Mağdur: Suçun mağduru, çalınan malın sahibi veya zilyedidir. Malvarlığı zarara uğrayan herkestir.
Suçun Konusu: Suçun konusu, “başkasına ait, taşınır bir mal”dır. Ekonomik bir değere sahip olması genel olarak kabul görmektedir.
Manevi Unsur: Hırsızlık suçu ancak kasten işlenebilir. Hatta kanun, genel kastın ötesinde, “yarar sağlama” şeklinde özel bir maksat (amaç) arar. Failin şaka yapmak gibi başka bir amaçla hareket etmesi durumunda suç oluşmaz. Bir savunma argümanı olarak, eylemin bu maksatla işlenmediği, örneğin zaruret hali gibi başka bir nedenle gerçekleştirildiği ileri sürülebilir (Yargıtay 2. CD, 2023/2286 E., 2024/3195 K.). Hırsızlık suçunun olası kast ile işlenmesi mümkündür. Bu, failin neticenin gerçekleşebileceğini öngörmesine rağmen fiili işlemesi durumunda da sorumlu tutulabileceği anlamına gelir.

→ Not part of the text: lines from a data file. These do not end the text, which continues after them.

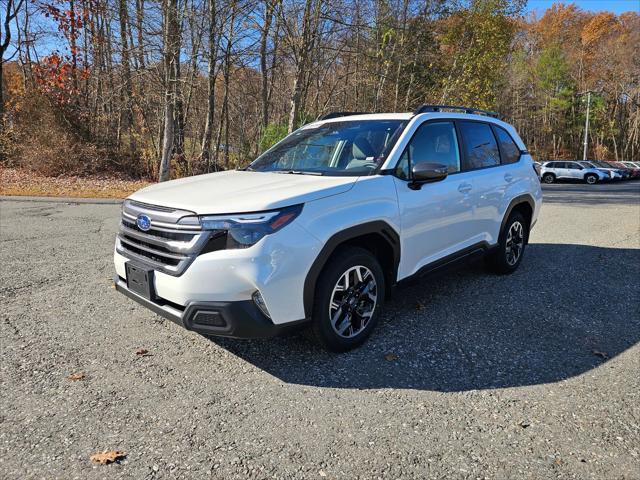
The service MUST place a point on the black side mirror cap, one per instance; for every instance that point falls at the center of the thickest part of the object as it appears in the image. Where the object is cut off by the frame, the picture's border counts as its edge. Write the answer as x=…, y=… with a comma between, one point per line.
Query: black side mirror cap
x=427, y=172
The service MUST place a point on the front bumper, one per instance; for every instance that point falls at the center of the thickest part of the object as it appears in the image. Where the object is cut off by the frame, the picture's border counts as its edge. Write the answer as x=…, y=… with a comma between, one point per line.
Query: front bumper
x=238, y=319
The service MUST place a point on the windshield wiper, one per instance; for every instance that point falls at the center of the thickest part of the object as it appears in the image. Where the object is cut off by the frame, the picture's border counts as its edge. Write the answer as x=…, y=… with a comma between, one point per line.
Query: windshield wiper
x=298, y=172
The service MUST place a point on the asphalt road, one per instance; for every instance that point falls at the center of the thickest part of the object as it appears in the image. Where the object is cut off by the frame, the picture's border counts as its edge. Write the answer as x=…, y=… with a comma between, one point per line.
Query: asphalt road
x=535, y=375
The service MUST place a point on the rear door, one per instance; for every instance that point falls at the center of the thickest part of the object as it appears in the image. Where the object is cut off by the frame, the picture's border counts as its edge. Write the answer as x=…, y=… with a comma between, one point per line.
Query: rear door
x=491, y=177
x=574, y=170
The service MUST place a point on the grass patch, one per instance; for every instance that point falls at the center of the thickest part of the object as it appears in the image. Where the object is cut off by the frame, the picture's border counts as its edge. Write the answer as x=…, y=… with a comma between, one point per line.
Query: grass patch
x=20, y=182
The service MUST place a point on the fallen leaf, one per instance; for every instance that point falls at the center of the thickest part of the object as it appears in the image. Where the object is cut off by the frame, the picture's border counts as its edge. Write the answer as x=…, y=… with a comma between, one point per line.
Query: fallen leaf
x=108, y=456
x=602, y=355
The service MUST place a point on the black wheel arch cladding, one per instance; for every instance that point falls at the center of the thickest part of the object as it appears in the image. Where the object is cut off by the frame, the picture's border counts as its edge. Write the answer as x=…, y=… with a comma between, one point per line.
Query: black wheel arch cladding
x=380, y=228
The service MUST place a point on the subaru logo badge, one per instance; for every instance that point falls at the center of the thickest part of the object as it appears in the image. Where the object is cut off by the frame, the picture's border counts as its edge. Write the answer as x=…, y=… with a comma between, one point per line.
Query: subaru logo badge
x=143, y=222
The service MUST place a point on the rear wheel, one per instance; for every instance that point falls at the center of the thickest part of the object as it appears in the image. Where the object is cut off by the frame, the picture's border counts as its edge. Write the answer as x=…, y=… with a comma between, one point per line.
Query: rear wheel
x=349, y=296
x=591, y=179
x=507, y=256
x=548, y=178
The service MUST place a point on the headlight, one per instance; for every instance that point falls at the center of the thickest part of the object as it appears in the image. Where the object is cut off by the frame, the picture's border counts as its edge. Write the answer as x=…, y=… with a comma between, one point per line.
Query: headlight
x=246, y=229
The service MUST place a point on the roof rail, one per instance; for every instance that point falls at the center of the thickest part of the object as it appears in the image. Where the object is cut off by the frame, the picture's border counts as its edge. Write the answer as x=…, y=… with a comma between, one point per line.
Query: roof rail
x=330, y=115
x=438, y=108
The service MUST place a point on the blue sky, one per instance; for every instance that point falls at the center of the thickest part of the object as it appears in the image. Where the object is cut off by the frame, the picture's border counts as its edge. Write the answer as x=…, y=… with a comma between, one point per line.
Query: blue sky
x=615, y=6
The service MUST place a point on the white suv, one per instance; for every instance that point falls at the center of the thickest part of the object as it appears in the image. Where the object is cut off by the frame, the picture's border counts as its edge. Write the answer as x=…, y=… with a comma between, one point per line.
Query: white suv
x=319, y=228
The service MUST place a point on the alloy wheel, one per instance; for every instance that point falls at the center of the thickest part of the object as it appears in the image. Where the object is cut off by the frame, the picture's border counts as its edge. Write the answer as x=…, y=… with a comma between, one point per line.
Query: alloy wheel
x=353, y=301
x=515, y=243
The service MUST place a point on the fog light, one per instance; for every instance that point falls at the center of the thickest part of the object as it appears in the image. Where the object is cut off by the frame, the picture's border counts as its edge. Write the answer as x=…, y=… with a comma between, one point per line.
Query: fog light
x=259, y=301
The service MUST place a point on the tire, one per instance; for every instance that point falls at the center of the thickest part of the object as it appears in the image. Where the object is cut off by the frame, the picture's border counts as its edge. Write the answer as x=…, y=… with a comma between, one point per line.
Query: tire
x=548, y=178
x=354, y=311
x=501, y=260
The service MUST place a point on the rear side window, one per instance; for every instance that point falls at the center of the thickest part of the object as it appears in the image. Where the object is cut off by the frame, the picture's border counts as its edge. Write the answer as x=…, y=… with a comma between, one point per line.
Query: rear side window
x=480, y=145
x=509, y=149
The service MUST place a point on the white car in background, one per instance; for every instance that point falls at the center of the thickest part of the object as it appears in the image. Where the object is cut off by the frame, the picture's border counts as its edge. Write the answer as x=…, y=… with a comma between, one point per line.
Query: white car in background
x=615, y=173
x=570, y=170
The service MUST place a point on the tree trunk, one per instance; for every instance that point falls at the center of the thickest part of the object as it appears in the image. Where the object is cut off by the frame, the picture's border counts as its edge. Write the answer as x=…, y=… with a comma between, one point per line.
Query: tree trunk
x=126, y=111
x=264, y=36
x=171, y=54
x=205, y=154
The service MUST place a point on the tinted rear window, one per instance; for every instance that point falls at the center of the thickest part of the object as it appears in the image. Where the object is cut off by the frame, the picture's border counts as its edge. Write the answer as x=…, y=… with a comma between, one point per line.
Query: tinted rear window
x=480, y=145
x=510, y=151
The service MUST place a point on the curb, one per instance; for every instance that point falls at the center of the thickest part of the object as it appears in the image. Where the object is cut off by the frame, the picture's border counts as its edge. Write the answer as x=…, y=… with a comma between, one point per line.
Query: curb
x=68, y=200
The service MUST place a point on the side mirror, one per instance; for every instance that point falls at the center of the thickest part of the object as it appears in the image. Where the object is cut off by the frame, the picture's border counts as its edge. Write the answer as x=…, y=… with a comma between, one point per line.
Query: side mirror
x=427, y=172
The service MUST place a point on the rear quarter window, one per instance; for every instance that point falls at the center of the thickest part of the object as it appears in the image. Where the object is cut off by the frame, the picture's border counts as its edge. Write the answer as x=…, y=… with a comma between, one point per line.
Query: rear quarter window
x=508, y=148
x=480, y=145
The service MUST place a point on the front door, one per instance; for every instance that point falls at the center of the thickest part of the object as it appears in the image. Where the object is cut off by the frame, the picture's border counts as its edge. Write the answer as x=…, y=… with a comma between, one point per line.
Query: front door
x=437, y=218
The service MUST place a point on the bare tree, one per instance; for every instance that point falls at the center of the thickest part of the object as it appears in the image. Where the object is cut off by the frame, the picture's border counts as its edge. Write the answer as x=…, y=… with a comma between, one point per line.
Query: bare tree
x=11, y=10
x=171, y=45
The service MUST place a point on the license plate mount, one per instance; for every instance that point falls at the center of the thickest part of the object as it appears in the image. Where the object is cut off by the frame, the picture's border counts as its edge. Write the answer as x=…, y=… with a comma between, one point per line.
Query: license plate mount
x=140, y=280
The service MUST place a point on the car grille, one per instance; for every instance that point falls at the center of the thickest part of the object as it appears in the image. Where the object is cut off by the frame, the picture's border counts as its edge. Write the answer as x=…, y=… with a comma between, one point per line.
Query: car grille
x=174, y=239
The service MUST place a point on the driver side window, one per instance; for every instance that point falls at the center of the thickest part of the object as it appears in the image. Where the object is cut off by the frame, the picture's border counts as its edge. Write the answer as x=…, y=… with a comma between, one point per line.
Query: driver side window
x=433, y=142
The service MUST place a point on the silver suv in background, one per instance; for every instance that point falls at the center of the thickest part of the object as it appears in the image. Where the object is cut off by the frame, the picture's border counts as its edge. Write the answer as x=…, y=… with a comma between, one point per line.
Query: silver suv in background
x=615, y=173
x=552, y=171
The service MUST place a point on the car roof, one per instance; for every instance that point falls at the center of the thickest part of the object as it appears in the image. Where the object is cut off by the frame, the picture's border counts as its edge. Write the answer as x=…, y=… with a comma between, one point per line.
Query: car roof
x=413, y=118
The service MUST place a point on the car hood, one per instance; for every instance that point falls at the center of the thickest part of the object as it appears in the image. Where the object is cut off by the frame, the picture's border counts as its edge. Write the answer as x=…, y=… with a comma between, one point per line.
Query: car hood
x=241, y=191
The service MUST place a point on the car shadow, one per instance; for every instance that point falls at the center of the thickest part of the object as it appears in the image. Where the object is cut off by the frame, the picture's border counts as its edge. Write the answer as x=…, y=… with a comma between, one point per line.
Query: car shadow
x=567, y=310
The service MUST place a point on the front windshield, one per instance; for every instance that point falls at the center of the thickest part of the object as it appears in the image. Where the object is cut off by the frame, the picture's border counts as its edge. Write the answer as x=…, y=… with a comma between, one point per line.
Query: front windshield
x=355, y=147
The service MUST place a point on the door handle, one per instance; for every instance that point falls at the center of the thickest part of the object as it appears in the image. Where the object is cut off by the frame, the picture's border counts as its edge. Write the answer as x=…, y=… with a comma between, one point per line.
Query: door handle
x=464, y=187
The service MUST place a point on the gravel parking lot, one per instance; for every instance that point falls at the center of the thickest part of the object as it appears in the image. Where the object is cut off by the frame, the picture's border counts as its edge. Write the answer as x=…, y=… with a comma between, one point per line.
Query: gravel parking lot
x=469, y=375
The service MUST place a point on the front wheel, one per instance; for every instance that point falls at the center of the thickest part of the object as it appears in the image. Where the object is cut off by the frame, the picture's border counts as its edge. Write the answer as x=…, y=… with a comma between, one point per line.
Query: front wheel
x=508, y=254
x=349, y=296
x=591, y=179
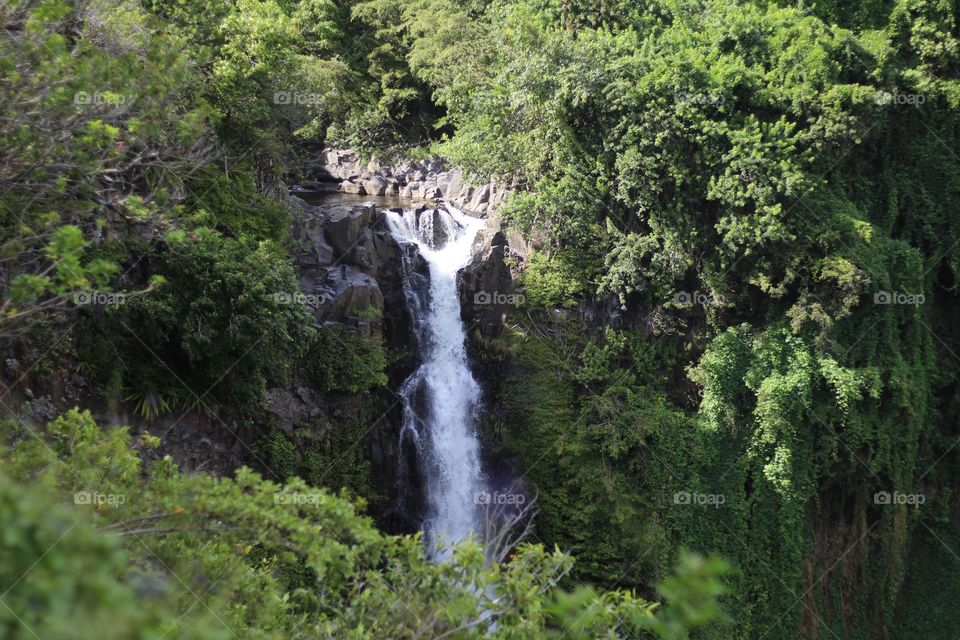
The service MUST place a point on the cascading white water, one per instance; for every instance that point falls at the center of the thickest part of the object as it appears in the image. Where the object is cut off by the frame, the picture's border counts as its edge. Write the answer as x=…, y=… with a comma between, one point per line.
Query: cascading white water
x=442, y=424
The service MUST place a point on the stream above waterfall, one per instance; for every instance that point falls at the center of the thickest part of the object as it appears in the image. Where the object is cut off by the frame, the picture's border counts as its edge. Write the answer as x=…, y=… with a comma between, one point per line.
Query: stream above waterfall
x=441, y=397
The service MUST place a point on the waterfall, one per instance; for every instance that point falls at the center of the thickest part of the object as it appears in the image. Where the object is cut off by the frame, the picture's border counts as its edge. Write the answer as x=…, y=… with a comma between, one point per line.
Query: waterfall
x=441, y=397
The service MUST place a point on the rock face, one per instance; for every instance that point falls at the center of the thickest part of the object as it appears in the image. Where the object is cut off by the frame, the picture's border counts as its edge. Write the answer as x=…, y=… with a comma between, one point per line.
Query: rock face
x=351, y=274
x=428, y=179
x=486, y=287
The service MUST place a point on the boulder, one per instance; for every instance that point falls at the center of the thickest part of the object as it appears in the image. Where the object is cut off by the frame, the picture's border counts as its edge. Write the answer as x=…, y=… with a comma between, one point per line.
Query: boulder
x=430, y=192
x=352, y=187
x=375, y=186
x=454, y=185
x=349, y=291
x=482, y=196
x=345, y=225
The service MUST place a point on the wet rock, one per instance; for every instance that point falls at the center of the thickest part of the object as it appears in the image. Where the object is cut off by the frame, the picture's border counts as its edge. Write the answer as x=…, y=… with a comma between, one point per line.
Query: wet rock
x=345, y=224
x=375, y=186
x=352, y=187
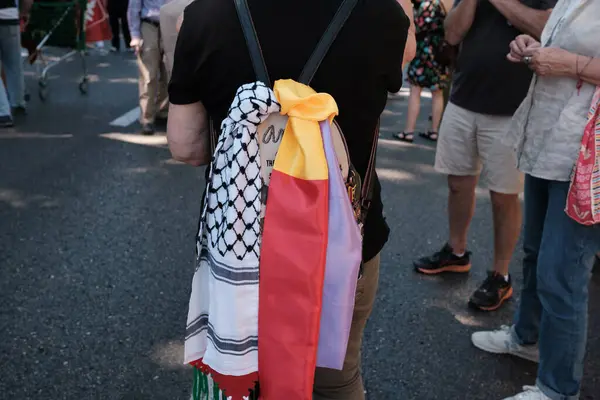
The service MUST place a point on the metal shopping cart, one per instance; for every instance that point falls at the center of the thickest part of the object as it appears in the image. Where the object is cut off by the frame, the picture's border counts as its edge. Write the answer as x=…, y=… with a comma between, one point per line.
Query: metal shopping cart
x=57, y=24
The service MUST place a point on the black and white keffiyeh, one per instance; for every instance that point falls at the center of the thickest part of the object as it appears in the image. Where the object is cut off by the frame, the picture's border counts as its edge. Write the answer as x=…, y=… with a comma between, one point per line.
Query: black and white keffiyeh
x=222, y=327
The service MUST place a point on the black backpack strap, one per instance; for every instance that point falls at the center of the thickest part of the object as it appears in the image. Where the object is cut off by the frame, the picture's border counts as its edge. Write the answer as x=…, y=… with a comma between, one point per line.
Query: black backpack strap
x=334, y=28
x=258, y=62
x=367, y=187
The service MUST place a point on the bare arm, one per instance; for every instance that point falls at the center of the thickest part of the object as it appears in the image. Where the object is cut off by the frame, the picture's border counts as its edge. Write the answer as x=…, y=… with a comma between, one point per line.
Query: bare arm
x=527, y=20
x=459, y=21
x=553, y=61
x=188, y=134
x=411, y=42
x=591, y=73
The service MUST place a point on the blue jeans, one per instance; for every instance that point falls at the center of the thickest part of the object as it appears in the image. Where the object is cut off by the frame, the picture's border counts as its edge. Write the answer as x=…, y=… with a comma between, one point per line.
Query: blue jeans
x=557, y=268
x=10, y=60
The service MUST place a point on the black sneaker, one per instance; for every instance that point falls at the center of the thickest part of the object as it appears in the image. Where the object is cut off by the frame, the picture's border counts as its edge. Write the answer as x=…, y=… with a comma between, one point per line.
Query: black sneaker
x=443, y=261
x=492, y=293
x=148, y=129
x=6, y=121
x=19, y=111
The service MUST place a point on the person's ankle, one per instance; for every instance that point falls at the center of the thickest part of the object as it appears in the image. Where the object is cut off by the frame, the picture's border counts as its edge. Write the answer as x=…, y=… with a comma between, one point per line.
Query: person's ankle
x=458, y=250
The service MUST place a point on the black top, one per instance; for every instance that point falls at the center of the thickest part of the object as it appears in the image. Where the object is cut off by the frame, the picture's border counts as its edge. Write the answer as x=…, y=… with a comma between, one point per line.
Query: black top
x=8, y=7
x=363, y=64
x=484, y=81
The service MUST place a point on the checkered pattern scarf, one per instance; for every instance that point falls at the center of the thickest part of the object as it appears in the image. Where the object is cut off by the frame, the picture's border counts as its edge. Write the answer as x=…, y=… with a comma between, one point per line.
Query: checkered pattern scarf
x=222, y=327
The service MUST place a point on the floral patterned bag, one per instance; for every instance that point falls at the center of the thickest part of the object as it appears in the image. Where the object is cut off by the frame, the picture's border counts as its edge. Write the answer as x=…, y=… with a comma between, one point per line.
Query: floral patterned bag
x=583, y=200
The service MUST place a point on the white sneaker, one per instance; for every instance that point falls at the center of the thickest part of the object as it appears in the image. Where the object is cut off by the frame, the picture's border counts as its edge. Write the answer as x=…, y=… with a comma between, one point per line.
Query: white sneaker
x=502, y=342
x=530, y=393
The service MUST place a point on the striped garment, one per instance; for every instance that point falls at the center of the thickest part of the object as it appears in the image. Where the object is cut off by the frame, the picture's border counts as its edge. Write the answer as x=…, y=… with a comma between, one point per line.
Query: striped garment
x=222, y=328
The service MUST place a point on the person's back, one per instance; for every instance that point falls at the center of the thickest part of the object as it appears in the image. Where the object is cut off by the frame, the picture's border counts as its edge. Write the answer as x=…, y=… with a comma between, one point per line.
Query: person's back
x=364, y=63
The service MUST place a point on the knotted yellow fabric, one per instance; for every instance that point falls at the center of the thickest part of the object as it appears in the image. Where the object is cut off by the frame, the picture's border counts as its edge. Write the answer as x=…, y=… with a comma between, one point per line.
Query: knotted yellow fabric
x=302, y=139
x=294, y=247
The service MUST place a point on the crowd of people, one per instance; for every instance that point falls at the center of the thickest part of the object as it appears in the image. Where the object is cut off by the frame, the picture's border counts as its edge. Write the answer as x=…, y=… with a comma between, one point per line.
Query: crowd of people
x=522, y=86
x=13, y=14
x=523, y=76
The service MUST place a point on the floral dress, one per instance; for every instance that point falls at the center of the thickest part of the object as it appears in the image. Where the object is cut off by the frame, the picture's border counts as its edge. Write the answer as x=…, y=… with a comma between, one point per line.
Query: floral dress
x=424, y=70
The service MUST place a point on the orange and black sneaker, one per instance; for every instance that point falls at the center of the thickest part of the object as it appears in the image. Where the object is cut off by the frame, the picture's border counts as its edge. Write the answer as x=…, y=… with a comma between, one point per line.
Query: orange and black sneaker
x=492, y=293
x=444, y=261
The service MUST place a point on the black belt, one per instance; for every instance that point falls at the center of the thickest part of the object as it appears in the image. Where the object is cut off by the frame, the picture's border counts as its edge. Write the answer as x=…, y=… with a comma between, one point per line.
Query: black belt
x=151, y=22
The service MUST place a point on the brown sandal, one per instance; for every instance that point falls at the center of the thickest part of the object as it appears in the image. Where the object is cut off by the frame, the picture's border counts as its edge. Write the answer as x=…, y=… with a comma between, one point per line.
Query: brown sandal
x=407, y=137
x=431, y=135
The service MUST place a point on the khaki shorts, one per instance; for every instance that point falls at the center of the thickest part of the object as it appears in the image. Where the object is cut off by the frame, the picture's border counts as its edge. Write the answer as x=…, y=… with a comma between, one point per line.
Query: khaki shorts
x=470, y=144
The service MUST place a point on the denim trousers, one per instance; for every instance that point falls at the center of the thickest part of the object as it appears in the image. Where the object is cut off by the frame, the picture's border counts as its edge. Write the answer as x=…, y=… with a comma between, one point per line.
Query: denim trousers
x=11, y=62
x=557, y=268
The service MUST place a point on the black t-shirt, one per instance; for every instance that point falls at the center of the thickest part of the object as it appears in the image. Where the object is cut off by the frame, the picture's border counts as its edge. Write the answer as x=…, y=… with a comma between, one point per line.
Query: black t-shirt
x=363, y=64
x=9, y=12
x=484, y=80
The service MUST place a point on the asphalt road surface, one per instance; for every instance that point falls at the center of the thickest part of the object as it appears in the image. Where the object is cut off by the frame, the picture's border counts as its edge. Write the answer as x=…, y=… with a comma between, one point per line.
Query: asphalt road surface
x=97, y=232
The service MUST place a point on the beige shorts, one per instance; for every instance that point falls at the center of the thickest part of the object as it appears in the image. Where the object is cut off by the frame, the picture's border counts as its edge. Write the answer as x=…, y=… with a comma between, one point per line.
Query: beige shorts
x=470, y=144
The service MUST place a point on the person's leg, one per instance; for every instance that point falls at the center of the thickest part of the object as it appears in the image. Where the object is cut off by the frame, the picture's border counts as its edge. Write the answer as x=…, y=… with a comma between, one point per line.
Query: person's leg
x=437, y=109
x=565, y=263
x=506, y=210
x=505, y=182
x=149, y=60
x=457, y=157
x=347, y=384
x=5, y=112
x=125, y=28
x=13, y=66
x=461, y=208
x=163, y=92
x=414, y=107
x=528, y=314
x=113, y=18
x=521, y=339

Hırsızlık Suçunun Başka Suçlarla Benzerliği ve Farkları
Savunma yaparken, eyleminin hırsızlık değil, daha az cezayı gerektiren başka bir suç (örneğin güveni kötüye kullanma) veya hiç suç olmayan bir fiil olduğunu iddia ediebilir. Hırsızlık suçu özellikle yağma, dolandırıcılık, güveni kötüye kullanma ve mala zarar verme suçlarıyla karıştırılabilir.
Yağma (Gasp): Hırsızlıktan en temel farkı, cebir veya tehdit kullanılmasıdır. Hırsızlıkta mal rıza dışı alınırken, yağmada zilyedin iradesi zorlanarak malın teslimi sağlanır veya alınmasına karşı koyması engellenir.Yargıtay, “kasten yaralama suretiyle malı alan sanığın eyleminin bir bütün halinde yağma suçu olarak değerlendirilmesi gerekirken, iki ayrı sonuç doğuracak şekilde uygulama yapılarak kanuna aykırı davranılması”nı bozma nedeni saymıştır (Yargıtay 6. CD, 2015/5024 E., 2018/2171 K.).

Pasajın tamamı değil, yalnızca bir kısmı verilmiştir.